Primer año desde el gran cambio, 365 días en México DF

Peterlu89

Exactamente hoy, cumplo un año en la bella ciudad de México. Justo ahora, a las 9pm de un frío 9 de enero aterrizaba y era recogido por Juan y Paul para ir directos a La Lavandería, a probar por primera vez en m vida el mezcal. La bebida que luego me ha acompañado en tantos momentos especiales este año me aterrorizó en primera instancia, porque las rodajas de naranja que lo acompañan iban con un topping demasiado exótico para mis escasos minutos en este país: sal de gusano. Y sí, se llama “de gusano” porque realmente su base es gusano molido… Pero me enseñaron desde pequeño que allí donde fueres haz lo que vieres, por lo que callé, comí y disfruté.

De ahí fuimos a un restaurante con sabor un tanto español, llamado El Pecado de Noé, supongo que para compensar el trance de la sal de gusano. Me sentí como en casa hasta con la gente que apenas acababa de conocer. Hasta el punto en que cantamos canciones de Miguel Bosé en el escenario para el deleite del escaso público que quedaba a esas horas en el local. En ese preciso instante, entrenando mi paladar a los vinos de Querétaro, me iba dando cuenta que mi experiencia mexicana iba a ser mucho más especial de lo que inicialmente tenía en mente. Y a día de hoy creo que no me he equivocado.

En ocasiones México, o el mexicano, te ofrece incluso más de lo que puede dar, y tal vez me cuesta a veces manejar esto y las expectativas que genera, pero es cierto. Aún así, me he enamorado aún más de este país y su amalgama de culturas, y más concretamente de esta ciudad y su ritmo de vida.

En solo un año he pasado de ser estudiante que solo coordinaba sus propias fiestas, a coordinar las relaciones públicas de un grupo de actores muy interesantes. Este año, he ido a España y he vuelto porque he sentido que donde realmente esta mi casa por ahora, es en mi México lindo.

He pasado por primera vez las navidades fuera de casa y he descubierto qué, no importa los miles de kilómetros de distancia, tu familia siempre se encuentra justo a tu lado.

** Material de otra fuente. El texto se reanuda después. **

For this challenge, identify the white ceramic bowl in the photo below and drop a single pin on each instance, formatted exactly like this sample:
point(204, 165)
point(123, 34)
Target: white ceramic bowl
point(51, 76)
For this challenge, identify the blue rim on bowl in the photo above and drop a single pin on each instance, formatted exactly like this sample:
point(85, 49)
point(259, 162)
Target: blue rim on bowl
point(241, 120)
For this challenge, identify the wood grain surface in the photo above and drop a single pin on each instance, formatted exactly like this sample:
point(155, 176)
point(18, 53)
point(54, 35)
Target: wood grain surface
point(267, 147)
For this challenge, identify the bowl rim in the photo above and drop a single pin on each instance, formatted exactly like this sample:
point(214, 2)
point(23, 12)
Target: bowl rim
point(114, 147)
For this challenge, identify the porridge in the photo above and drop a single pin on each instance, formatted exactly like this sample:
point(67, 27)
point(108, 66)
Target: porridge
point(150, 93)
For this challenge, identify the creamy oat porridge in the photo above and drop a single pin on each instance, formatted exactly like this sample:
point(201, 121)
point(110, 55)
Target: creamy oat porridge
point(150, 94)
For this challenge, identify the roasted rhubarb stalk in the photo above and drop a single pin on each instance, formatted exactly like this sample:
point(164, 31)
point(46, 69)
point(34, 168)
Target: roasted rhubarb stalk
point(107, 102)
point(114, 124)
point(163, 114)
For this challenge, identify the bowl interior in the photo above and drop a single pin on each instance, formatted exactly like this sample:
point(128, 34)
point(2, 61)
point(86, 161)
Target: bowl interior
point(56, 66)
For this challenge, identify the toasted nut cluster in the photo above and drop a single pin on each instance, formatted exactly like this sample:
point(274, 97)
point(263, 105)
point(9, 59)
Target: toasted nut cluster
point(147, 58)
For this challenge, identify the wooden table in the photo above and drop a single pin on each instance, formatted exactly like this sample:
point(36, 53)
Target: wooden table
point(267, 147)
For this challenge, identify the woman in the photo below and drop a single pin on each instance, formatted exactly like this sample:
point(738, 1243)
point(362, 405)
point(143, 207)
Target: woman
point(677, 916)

Y también, que nunca hay que temer lo que venga en el camino, porque siempre consigues hacerte con una familia adoptiva maravillosa que te acoge de brazos abiertos para los buenos tiempos o los malos, como lo hace la familia Mateos, cuya casa se convierte de cuando en cuando en mi refugio hogareño en este país mexicano.

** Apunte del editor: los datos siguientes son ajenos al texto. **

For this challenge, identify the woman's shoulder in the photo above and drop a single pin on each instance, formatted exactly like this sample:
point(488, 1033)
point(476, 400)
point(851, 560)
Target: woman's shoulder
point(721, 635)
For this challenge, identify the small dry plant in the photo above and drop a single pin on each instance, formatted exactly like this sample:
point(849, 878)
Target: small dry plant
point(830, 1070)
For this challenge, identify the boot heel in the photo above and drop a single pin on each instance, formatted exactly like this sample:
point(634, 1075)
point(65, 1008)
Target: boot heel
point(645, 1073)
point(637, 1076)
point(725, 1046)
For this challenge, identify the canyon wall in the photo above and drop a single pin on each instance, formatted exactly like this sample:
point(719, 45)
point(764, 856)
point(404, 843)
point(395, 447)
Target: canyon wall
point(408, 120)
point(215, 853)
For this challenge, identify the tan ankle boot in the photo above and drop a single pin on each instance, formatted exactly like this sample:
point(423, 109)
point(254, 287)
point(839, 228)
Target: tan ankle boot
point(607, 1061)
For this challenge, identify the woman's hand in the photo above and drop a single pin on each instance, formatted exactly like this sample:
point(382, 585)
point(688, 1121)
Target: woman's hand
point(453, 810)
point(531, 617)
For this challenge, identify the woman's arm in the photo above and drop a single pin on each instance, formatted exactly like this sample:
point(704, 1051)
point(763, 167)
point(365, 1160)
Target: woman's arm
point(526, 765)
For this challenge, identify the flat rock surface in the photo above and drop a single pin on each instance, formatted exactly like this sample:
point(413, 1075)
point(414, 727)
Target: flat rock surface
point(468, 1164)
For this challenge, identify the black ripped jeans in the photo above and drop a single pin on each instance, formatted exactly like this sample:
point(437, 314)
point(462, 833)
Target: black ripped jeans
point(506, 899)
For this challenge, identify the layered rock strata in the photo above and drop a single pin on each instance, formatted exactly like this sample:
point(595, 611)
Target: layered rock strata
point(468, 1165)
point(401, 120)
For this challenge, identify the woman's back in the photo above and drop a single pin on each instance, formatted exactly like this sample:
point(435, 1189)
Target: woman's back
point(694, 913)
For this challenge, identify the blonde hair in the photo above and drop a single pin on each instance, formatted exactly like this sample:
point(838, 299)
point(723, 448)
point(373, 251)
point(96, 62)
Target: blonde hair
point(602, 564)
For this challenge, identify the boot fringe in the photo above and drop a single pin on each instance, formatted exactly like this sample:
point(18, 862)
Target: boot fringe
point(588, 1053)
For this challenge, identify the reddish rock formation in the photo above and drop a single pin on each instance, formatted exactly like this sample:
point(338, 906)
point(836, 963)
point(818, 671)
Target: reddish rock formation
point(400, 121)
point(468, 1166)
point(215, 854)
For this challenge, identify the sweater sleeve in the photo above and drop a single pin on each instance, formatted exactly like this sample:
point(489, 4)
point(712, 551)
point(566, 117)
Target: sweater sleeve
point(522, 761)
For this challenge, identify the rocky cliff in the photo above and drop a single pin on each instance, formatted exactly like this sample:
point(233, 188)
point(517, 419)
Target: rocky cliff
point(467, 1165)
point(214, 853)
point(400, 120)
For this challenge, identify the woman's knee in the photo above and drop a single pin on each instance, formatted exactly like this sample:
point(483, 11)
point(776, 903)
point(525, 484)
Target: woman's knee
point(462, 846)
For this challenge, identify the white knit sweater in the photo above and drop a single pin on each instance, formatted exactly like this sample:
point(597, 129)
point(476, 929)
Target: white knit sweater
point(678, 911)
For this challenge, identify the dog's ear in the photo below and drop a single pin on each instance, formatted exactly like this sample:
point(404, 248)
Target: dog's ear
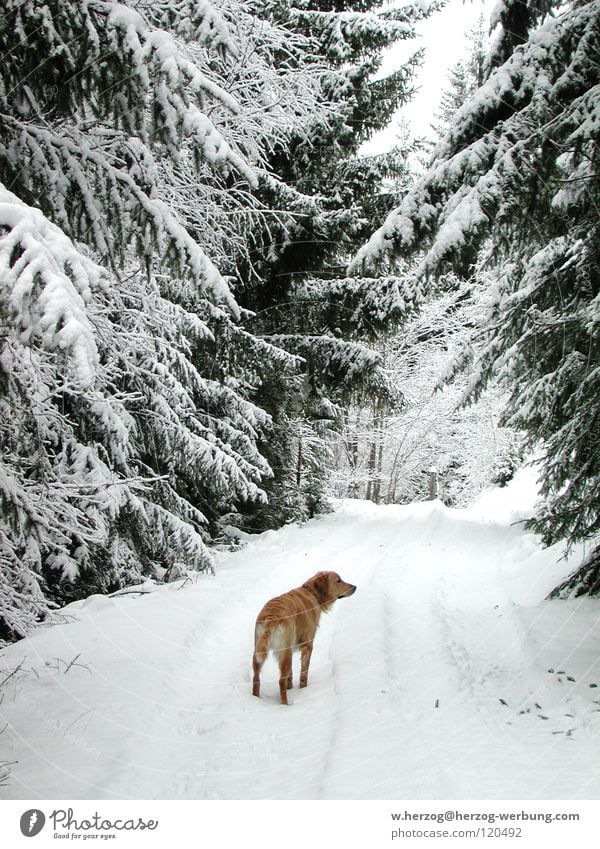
point(319, 586)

También, la brecha de la distancia te hace valorar aún más los amigos, que consiguen hacerse presentes aunque sea solo por unos minutos al día y aunque pasen cada vez más meses sin vernos. Realmente soy una persona desapegada pero me agrada ver que tanto aquí, como allí siempre hay una constancia en las personitas imprescindibles con las que me gusta compartir mi vida.

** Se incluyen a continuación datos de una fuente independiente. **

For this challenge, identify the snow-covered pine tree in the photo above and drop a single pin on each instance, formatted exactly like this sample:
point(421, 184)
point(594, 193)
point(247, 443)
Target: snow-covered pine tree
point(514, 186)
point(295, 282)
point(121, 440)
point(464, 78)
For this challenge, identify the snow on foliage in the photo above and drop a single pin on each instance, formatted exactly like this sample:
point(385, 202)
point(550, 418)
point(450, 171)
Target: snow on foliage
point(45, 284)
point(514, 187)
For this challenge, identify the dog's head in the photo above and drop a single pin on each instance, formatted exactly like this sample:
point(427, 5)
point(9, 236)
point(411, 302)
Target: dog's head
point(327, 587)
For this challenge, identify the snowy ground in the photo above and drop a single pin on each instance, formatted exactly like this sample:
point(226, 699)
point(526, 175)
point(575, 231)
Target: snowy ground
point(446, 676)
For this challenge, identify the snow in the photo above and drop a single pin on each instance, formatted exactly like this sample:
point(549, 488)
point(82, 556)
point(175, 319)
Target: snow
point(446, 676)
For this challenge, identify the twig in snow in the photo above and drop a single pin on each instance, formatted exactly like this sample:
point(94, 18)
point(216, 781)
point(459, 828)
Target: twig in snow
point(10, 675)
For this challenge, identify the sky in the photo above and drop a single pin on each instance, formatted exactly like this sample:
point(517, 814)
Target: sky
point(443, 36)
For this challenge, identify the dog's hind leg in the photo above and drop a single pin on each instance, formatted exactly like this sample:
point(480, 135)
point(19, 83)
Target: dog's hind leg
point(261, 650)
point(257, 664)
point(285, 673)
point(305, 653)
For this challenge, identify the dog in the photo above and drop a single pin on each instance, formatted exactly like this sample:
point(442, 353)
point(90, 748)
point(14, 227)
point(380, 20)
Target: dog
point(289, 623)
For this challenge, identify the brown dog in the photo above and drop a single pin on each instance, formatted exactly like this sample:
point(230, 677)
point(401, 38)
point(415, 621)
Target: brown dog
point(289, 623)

Apenas hace unos minutos repasaba mis primeras impresiones de este lugar, y me doy cuenta cuanto se ha ido modificando en mi mente la imagen de esta apasionante ciudad, la cual me parecía una inconmensurable urbe imposible de domar y que día a día se va convirtiendo más en mi hogar, dejándome desvelar poquito a poquito, los cientos de secretos que esconde.

Tal vez haya perdido un poco la inocencia con la que miraba todo a mi alrededor según llegué, pero todo es parte de el aprendizaje que conlleva la independencia fuera de tu zona de confort, los desafíos, las decepciones, las subidas y bajadas. Agradezco a México concederme la oportunidad de vivir en sus entrañas este año de transición entre el Pedro estudiante y el profesional. Agradezco hoy también su contraste que tanto me ha llamado la atención, por concederme siempre un doble punto de vista, por enseñarme a escuchar y valorar a los distintos méxicos con los que convivo.